Field of the Invention
The present disclosure relates to data processing. In particular, but not exclusively, the present disclosure relates to processing data in a telecommunications network.
Description of the Related Technology
In a standard IP Multimedia Subsystem (IMS) network, when a Serving Call Session Control Function S-CSCF is processing a Session Initiation Protocol (SIP) request it looks up the Initial Filter Criteria (IFC) for the originating and/or terminating subscriber(s) from the Home Subscriber Service (HSS) and uses this to decide which application servers to invoke while processing the call. Typically, this means a set of application servers are invoked one after another by sending the SIP request (which could be an INVITE or other dialog initiating request) to each application server in turn. Each application server can either respond to the request itself (in which case, no later application servers in the list are invoked), or it can allow the request to continue by sending it back to the S-CSCF, possibly after modifying the message (in which case, the S-CSCF will route the request to the next application server in the list). This routing is achieved by adding two route headers to the message. The first route header has the uniform resource identifier (URI) of the application server. The second route header has a URI with the S-CSCF node's host name and an Original Dialog Identifier (ODI) token. The second Route header both allows the request to get back to the correct S-CSCF and allows the S-CSCF to find the state corresponding to the IFC so it can resume processing from the right point in the list.
The above process is complicated by the fact that the IFC have to be re-evaluated hop-by-hop in case an earlier application server changes the messages in a way that affects whether subsequent triggers in the IFC would fire. This means an implementation that simply calculates the list of application servers upfront then routes the message via them all will not work.
In a system which does not employ a longstanding assignment of a given subscriber to a given network routing node, i.e. any network routing node among a plurality of network routing nodes is enabled to process messages relating to any given subscriber, one way to implement the above process is to have each network routing node act as if it were a S-CSCF in the above processing, so that each request is processed by the same network routing node, and that network routing node maintains local state information that it correlates to the ODI tokens when requests come back from the application servers. With such a system, one decision which has to be made is how long to retain the state information associated with a request. One candidate lifetime is the lifetime of the SIP transaction associated with the request, so the state information would be discarded when a final response is sent to the initial SIP request. However, the IMS specifications are not definitive on this lifetime, and there are some possible application server flows that would not work with this lifetime.
For example, if an application server sends a final response to the initial request, then later sends the request back to the network routing node, the network routing node would not correlate the ODI token and would process the request as a new request, resulting in the request being sent back to the same application server. An example where this may occur is a calling card application, where the application server sends a final response to the initial request in order to establish a media connection on which to play a prompt and collect the calling card number, and sends the request back to the network routing node when the appropriate card number has been entered.

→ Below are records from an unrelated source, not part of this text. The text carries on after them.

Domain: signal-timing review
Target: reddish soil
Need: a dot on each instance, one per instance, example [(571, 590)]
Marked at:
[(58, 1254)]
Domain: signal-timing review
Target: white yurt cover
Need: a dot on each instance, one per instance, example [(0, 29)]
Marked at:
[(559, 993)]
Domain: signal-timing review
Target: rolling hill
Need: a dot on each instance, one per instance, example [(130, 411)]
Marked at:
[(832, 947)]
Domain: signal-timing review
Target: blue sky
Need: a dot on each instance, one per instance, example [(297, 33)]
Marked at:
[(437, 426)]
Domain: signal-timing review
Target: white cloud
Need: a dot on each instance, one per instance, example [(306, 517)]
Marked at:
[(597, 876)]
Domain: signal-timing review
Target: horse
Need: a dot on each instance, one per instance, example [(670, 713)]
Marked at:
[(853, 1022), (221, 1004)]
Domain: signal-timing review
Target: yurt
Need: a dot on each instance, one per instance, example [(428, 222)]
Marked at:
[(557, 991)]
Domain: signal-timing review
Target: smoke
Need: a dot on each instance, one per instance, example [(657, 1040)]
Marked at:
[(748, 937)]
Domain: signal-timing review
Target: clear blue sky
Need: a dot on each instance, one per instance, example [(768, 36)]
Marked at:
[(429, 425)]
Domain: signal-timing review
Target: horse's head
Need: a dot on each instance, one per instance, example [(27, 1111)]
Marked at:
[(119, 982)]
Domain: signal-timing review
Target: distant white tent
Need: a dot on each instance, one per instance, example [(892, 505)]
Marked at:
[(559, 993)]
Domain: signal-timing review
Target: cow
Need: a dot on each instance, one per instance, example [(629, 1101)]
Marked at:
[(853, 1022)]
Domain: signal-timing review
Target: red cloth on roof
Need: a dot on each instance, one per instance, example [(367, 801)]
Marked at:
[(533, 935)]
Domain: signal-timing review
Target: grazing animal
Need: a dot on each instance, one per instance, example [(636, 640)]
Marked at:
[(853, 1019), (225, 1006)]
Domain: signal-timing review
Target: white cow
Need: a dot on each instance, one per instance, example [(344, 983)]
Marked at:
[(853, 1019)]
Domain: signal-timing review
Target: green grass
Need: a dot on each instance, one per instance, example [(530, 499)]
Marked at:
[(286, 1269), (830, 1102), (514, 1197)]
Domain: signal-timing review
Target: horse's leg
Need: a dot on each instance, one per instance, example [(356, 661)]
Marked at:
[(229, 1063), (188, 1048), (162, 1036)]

There is therefore an alternative school of thought that the state information associated with the SIP request should be longer than the SIP transaction in order to handle this case. Here, options would seem to include maintaining the information for a fixed time after the SIP transaction has ended, or to maintain the information for the entire duration of the SIP dialog. Given the likely use cases that hit this problem involve user input, a timer based solution is unlikely to work in all cases.

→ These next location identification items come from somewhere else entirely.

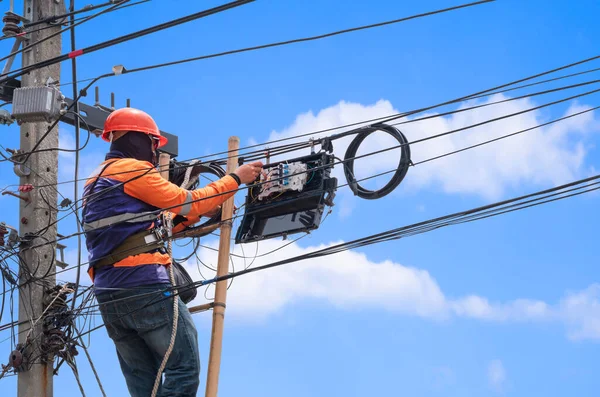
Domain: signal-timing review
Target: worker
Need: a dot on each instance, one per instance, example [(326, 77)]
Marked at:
[(125, 229)]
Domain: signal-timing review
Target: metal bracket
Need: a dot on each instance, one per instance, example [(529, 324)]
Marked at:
[(93, 117), (9, 61), (61, 249)]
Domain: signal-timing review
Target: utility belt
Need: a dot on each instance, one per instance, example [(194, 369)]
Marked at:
[(139, 243)]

A traditional S-CSCF would have no problem maintaining the state information for the duration of the SIP dialog because it remains in the SIP signalling path for the whole dialog and so can maintain sufficient dialog state information. However, in a system which does not employ a longstanding assignment of a given subscriber to a given network routing node, network routing nodes may not stay in the SIP signalling path after the initial transaction and would not be able to maintain dialog state information.
It would therefore be desirable to provide improved measures for processing data in a telecommunications network, including maintaining state information associated with processing IFC.